Ce chemin se vit pas à pas pour chacun de nous. Nous avons seulement à vivre ce qui se propose à nous, aujourd’hui, acceptant d’être détrompé sans cesse, de sans cesse revivre le mouvement de conversion. Ainsi se tisse le chemin pour tous, sans aucune idée préconçue de ce que sera le terme[i]… Alléluia !

Père Jean-Luc Fabre

Romains 6, 3b-11 Frères, nous tous qui par le baptême avons été unis au Christ Jésus, c’est à sa mort que nous avons été unis par le baptême.
Si donc, par le baptême qui nous unit à sa mort, nous avons été mis au tombeau avec lui, c’est pour que nous menions une vie nouvelle, nous aussi, comme le Christ qui, par la toute-puissance du Père, est ressuscité d’entre les morts.
Car, si nous avons été unis à lui par une mort qui ressemble à la sienne, nous le serons aussi par une résurrection qui ressemblera à la sienne.
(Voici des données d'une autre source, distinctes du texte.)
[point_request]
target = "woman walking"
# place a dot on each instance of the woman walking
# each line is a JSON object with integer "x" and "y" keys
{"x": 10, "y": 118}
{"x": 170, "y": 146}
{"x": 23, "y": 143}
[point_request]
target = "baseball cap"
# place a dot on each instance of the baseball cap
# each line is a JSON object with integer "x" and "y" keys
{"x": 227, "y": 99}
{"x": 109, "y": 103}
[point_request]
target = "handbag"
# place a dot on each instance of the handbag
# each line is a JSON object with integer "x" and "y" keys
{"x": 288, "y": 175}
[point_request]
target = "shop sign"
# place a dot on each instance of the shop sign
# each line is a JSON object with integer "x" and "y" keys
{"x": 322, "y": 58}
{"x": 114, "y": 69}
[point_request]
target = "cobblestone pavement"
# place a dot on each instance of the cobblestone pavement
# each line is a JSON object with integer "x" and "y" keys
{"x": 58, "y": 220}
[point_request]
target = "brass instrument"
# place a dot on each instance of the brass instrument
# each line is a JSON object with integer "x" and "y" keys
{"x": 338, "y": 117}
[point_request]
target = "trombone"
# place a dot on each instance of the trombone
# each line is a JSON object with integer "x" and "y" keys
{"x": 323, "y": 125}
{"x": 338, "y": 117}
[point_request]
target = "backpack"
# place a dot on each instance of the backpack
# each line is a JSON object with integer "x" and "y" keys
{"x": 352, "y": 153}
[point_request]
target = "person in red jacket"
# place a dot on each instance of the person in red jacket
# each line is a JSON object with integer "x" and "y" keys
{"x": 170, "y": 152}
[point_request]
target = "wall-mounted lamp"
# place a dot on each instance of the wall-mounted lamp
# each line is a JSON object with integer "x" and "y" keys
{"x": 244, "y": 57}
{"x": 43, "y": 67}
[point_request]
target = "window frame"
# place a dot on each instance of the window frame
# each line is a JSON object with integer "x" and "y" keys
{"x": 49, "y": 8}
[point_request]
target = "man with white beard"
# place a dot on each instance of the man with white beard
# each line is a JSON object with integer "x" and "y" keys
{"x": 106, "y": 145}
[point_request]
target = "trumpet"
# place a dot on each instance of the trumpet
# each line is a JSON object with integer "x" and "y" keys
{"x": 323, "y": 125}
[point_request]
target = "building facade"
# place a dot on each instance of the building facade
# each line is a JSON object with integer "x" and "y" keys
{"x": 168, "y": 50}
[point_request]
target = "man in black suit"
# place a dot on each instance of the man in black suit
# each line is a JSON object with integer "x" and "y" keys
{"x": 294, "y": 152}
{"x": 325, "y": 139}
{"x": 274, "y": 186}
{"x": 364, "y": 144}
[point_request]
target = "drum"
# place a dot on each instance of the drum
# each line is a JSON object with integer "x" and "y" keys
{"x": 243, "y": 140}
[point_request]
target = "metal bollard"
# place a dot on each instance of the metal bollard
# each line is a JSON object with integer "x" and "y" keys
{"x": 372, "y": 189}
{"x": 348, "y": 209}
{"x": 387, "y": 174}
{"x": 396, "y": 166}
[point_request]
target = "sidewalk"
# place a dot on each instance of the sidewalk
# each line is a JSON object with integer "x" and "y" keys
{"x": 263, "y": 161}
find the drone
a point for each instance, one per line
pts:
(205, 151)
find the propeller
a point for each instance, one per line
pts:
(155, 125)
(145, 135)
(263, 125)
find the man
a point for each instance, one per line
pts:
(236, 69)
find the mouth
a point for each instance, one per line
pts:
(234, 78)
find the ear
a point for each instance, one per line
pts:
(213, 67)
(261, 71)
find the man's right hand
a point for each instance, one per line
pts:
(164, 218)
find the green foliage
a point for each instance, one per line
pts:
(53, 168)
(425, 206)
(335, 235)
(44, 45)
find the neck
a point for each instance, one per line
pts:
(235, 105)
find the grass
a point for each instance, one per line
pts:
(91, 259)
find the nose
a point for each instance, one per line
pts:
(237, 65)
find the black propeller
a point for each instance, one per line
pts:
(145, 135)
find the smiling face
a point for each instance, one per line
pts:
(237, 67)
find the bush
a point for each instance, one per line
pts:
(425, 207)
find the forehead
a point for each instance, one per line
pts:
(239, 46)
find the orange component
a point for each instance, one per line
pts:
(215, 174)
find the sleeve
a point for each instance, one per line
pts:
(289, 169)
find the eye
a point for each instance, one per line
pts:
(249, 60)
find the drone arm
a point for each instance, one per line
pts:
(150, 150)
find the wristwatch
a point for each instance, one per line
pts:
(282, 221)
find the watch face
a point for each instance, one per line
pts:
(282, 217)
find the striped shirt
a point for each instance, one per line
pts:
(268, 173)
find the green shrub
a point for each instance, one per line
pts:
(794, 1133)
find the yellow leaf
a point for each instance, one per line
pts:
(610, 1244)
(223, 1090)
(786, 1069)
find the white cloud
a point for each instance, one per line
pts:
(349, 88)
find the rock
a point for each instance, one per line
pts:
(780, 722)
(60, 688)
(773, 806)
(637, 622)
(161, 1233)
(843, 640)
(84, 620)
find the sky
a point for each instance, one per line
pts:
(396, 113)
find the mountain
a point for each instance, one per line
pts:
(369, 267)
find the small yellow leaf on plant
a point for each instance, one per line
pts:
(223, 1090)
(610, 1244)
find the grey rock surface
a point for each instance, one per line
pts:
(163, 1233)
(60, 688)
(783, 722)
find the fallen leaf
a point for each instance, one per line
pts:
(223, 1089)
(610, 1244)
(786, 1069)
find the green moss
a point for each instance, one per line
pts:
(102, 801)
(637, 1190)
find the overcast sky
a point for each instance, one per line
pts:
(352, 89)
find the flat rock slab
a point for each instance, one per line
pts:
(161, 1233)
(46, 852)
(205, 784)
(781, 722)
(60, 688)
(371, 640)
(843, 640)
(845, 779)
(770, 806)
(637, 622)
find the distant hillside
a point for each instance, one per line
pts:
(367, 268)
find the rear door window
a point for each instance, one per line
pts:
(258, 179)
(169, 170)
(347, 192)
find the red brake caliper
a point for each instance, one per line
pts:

Nous le savons : l’homme ancien qui est en nous a été fixé à la croix avec lui pour que le corps du péché soit réduit à rien, et qu’ainsi nous ne soyons plus esclaves du péché.
Car celui qui est mort est affranchi du péché.
Et si nous sommes passés par la mort avec le Christ, nous croyons que nous vivrons aussi avec lui.
Nous le savons en effet : ressuscité d’entre les morts, le Christ ne meurt plus ; la mort n’a plus de pouvoir sur lui.
Car lui qui est mort, c'est au péché qu'il est mort une fois pour toutes ; lui qui est vivant, c'est pour Dieu qu'il est vivant.
De même, vous aussi, pensez que vous êtes morts au péché, mais vivants pour Dieu en Jésus Christ.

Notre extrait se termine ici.